Of the guns, ammunition and explosives found in the shooter’s home, Turner said, “Explosives obviously are illegal under Nevada law, and he had them. So how did that law prevent him from having the explosives? Unless we live in a total totalitarian state that monitors everything everyone does? You know, protecting people from evil has been a conundrum of the human species since the beginning.
"The Ten Commandments say you shall not murder — that sure doesn’t stop people from doing it."
Others seized the moment to call for tighter gun rules.
"Tragedies like Las Vegas have happened too many times," Sen. Elizabeth Warren, D-Mass., posted on Twitter. "We need to have the conversation about how to stop gun violence. We need it NOW."

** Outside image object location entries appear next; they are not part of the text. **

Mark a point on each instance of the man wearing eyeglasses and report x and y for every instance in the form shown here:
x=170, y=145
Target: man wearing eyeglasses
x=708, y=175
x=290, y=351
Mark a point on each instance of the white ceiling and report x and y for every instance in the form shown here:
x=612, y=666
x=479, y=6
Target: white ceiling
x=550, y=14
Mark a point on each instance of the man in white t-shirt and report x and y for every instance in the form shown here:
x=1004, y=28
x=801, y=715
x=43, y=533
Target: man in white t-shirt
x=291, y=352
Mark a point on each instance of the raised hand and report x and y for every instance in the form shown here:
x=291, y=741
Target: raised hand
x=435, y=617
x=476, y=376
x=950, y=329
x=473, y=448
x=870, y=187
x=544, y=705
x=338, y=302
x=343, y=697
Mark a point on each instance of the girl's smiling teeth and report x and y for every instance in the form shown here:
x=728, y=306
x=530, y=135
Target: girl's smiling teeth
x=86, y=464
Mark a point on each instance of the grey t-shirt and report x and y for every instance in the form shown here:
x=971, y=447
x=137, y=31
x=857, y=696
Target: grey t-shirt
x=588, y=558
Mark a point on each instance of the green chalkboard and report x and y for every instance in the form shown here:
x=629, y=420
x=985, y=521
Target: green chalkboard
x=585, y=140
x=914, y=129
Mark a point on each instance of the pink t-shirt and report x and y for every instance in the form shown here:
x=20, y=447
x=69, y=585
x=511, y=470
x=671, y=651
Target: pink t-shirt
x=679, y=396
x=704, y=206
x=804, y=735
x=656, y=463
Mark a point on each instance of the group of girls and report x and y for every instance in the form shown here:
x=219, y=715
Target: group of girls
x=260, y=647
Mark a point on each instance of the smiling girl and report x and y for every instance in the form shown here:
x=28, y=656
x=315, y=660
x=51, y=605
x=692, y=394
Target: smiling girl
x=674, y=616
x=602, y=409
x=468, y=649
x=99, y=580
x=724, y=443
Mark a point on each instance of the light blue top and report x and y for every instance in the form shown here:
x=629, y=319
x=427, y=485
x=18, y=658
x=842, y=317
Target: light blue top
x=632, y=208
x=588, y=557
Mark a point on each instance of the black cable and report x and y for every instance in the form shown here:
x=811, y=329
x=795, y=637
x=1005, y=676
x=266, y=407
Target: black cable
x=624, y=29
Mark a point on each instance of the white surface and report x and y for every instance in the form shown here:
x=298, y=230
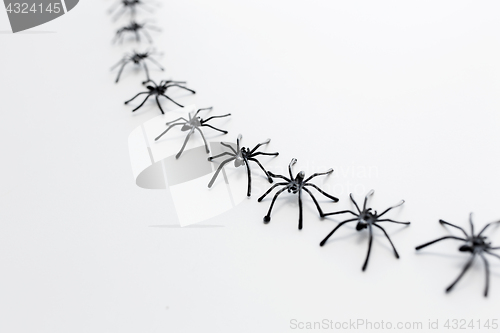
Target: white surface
x=397, y=96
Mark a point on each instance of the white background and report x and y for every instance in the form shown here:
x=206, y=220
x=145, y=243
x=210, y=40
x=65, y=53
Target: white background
x=409, y=89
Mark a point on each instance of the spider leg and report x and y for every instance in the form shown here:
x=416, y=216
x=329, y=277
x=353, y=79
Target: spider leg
x=215, y=128
x=270, y=189
x=219, y=169
x=388, y=209
x=390, y=241
x=146, y=70
x=454, y=226
x=389, y=220
x=487, y=274
x=172, y=100
x=144, y=101
x=182, y=87
x=327, y=172
x=260, y=165
x=335, y=229
x=292, y=162
x=204, y=140
x=120, y=71
x=267, y=154
x=156, y=63
x=130, y=100
x=437, y=240
x=300, y=209
x=249, y=179
x=369, y=247
x=228, y=146
x=354, y=202
x=258, y=145
x=159, y=105
x=471, y=224
x=315, y=202
x=206, y=120
x=223, y=154
x=486, y=226
x=267, y=218
x=199, y=110
x=164, y=132
x=322, y=192
x=278, y=176
x=185, y=143
x=366, y=198
x=341, y=212
x=467, y=266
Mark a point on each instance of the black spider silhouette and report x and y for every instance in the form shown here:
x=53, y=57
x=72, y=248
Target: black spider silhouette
x=130, y=5
x=242, y=156
x=474, y=244
x=194, y=123
x=295, y=186
x=366, y=218
x=159, y=90
x=137, y=58
x=135, y=28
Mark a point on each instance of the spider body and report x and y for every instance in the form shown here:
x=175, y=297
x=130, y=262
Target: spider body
x=135, y=29
x=158, y=90
x=194, y=123
x=136, y=58
x=475, y=244
x=366, y=218
x=242, y=156
x=296, y=185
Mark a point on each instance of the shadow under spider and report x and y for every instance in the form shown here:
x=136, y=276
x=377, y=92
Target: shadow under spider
x=476, y=245
x=366, y=219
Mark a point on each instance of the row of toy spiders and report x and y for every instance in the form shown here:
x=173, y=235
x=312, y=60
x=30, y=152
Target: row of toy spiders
x=365, y=218
x=141, y=59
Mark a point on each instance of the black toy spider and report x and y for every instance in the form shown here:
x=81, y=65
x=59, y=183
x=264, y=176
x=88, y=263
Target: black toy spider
x=242, y=156
x=194, y=123
x=159, y=90
x=295, y=186
x=474, y=244
x=137, y=58
x=130, y=5
x=367, y=219
x=135, y=28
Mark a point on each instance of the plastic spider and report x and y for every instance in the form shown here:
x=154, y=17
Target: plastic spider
x=135, y=28
x=130, y=5
x=242, y=156
x=476, y=245
x=159, y=90
x=194, y=123
x=367, y=219
x=295, y=186
x=138, y=59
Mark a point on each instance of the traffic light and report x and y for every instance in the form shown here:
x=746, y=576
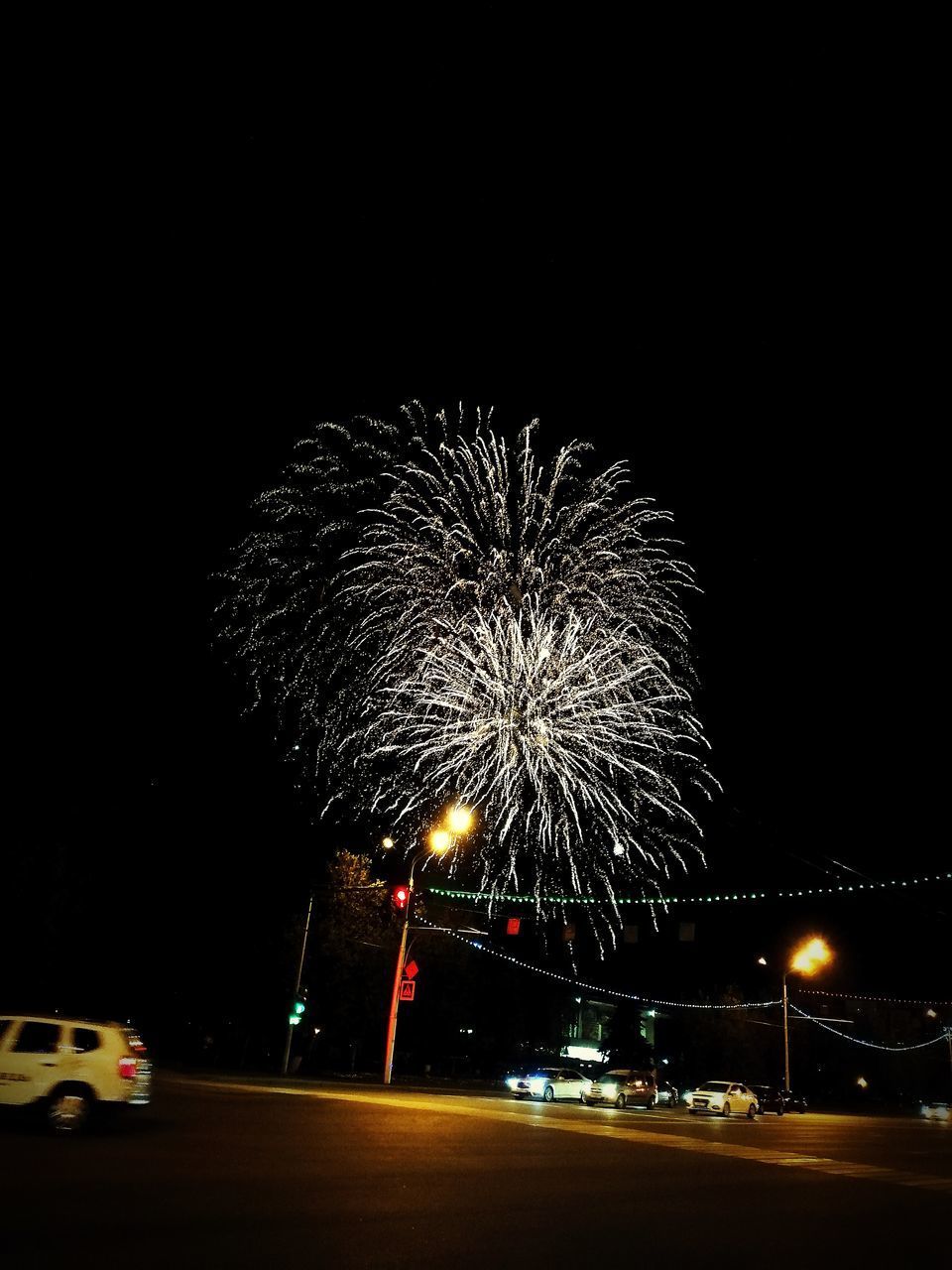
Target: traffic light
x=298, y=1007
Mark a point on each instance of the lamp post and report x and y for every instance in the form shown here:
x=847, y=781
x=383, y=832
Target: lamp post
x=807, y=959
x=457, y=822
x=298, y=988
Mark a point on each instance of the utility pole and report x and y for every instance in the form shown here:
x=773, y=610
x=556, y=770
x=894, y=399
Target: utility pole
x=298, y=985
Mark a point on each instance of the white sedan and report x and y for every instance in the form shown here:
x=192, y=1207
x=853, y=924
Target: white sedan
x=549, y=1083
x=722, y=1097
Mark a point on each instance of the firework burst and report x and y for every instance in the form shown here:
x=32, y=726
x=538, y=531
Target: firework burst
x=472, y=625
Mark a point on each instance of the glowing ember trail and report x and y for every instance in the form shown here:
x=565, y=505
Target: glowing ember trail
x=448, y=619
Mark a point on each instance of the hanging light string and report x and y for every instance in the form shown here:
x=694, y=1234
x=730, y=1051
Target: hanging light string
x=594, y=987
x=869, y=1044
x=734, y=897
x=860, y=996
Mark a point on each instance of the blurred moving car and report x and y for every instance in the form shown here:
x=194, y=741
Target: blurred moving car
x=67, y=1067
x=934, y=1110
x=549, y=1083
x=624, y=1087
x=724, y=1097
x=769, y=1098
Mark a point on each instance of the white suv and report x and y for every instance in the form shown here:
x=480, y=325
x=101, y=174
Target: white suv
x=68, y=1066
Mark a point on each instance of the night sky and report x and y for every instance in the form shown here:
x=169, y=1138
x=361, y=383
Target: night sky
x=716, y=262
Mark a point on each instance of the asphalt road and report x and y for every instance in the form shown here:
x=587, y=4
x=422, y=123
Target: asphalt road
x=238, y=1174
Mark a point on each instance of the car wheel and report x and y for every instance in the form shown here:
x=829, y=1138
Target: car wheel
x=67, y=1111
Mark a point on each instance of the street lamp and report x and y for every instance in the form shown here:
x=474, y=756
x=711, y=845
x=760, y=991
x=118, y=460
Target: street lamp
x=807, y=959
x=456, y=824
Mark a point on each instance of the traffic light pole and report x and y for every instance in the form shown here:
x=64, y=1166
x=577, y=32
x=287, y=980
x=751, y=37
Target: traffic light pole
x=298, y=987
x=395, y=998
x=399, y=975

The 1994 Federal Assault Weapons Ban made those firearms illegal for a decade, but lawmakers allowed that ban to expire in 2004.
Some members of Congress pushed for a new ban on semi-automatic assault weapons in 2012 after a gunman killed 20 children and their teachers in a shooting at Sandy Hook Elementary School in Newtown, Conn. That effort stalled in Congress.
Gun control activists in Nevada scored a narrow victory last year with the passage of Ballot Question 1, which mandates background checks through a licensed gun dealer for all gun sales in the state, including private and online sales. But that initiative stalled under technicalities and has yet to be enforced.
A federal mandate requiring background checks for every gun purchased in America, including private transfers and Internet sales, would drastically reduce gun murders, said Avery Gardiner, co-president of the Brady Campaign to Prevent Gun Violence. One in five gun purchases in the USA are made without background checks, often through the Internet, she said.
Gardiner said Congress could pass such a law without running afoul of the Second Amendment: "What we're talking about is keeping guns out of the hands of dangerous people."
As in past shootings, the prospect of another gun debate sent gun shares climbing Monday, this time by 3% Monday.
Investors turned to gun stocks because they believe the prospect of more gun control could fuel sales as Americans look to better protect themselves before any restrictions take effect.